Discussion in 'General Electronics Chat' started by Joe24, Dec 27, 2007.

  1. Joe24

    Thread Starter Active Member

    May 18, 2007
    Hello all,

    I have a question regarding the BJT configuration that I have posted. The values I had to find were the current Ie and the voltage V3, which is the same as Vc.

    The answers are: Ie = Ve - (-10v) / 4.7K = 2mA

    Vc = 10V - IcRc = 10V - 2MA*(3.3K) = 3.4V

    these answers are correct. But what I am confused about is the following:

    When I first look at this simple circuit, I see that the base is tied to ground. So to me, that mean that there is no current going into the base, therefore the transistor is in cut-off.
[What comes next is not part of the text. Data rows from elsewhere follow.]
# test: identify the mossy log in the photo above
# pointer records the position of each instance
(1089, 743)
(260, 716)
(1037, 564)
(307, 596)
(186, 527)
If it is in cut-off, then the transistor behaves as an open switch and there-for no current through the collector or emitter.

    i know I am wrong here, but this is my first assumption when I first look at it. Can someone shine some light for me here. Thanks
  2. kubeek


    Sep 20, 2005
    Ground doesn´t mean there is no current into the base.
    You can re-label the circuit so now the bootom connection is ground, the base is connected to +10V and the upper connection is +20V.
  3. Joe24

    Thread Starter Active Member

    May 18, 2007
    That's an interesting approach Kubeek, but it doesn't work out to the same Collector voltage.
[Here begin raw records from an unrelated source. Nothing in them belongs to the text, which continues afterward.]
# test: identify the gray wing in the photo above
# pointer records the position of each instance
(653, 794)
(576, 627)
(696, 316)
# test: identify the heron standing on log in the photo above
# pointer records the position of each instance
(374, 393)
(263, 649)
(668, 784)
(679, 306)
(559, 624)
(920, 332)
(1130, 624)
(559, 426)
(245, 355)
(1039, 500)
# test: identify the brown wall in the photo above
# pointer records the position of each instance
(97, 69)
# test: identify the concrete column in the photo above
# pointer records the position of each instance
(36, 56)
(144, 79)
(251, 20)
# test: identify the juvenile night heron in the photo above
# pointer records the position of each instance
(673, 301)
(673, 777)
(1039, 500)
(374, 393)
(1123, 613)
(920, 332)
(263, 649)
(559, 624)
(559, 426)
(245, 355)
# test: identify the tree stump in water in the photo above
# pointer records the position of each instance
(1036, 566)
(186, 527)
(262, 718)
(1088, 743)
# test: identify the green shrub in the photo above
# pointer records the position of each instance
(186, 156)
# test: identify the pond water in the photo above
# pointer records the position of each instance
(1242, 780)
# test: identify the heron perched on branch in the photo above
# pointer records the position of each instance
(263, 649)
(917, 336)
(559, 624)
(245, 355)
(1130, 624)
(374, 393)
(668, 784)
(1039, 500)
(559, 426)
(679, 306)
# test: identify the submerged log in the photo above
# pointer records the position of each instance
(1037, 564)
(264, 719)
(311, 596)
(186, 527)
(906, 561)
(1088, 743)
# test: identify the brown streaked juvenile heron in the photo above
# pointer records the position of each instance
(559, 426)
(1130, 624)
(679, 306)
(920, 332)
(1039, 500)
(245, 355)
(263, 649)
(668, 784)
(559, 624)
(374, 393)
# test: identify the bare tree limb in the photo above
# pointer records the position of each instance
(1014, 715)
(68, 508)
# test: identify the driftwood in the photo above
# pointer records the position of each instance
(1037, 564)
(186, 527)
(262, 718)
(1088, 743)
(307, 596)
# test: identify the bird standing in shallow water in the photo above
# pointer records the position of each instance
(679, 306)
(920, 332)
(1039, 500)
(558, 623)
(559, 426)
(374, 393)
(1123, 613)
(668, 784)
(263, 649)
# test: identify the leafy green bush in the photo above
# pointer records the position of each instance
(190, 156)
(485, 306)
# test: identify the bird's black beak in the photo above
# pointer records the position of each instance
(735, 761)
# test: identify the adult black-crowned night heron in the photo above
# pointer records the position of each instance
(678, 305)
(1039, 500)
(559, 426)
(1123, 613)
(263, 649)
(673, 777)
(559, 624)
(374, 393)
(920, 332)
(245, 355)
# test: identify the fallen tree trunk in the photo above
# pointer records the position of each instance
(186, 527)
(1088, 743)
    I get the same Ie ( Emitter current) as before, but for Vc I get 13.4V using your approach.
  4. Pootworm


    May 18, 2007
    That's 13.4V after renaming -10V as ground. If you re-adjusted to the ground in your pic, you'd subtract 10V and get to your 3.4V answer (relative your original ground).

    Incidentally, you can just treat the voltage at base as zero, run through the exact same arithmetic process and wind up at the same answers. The 4.7kOhm resistor has -0.7V on one end and -10V on the other, so it still drops 9.3V, etc etc etc.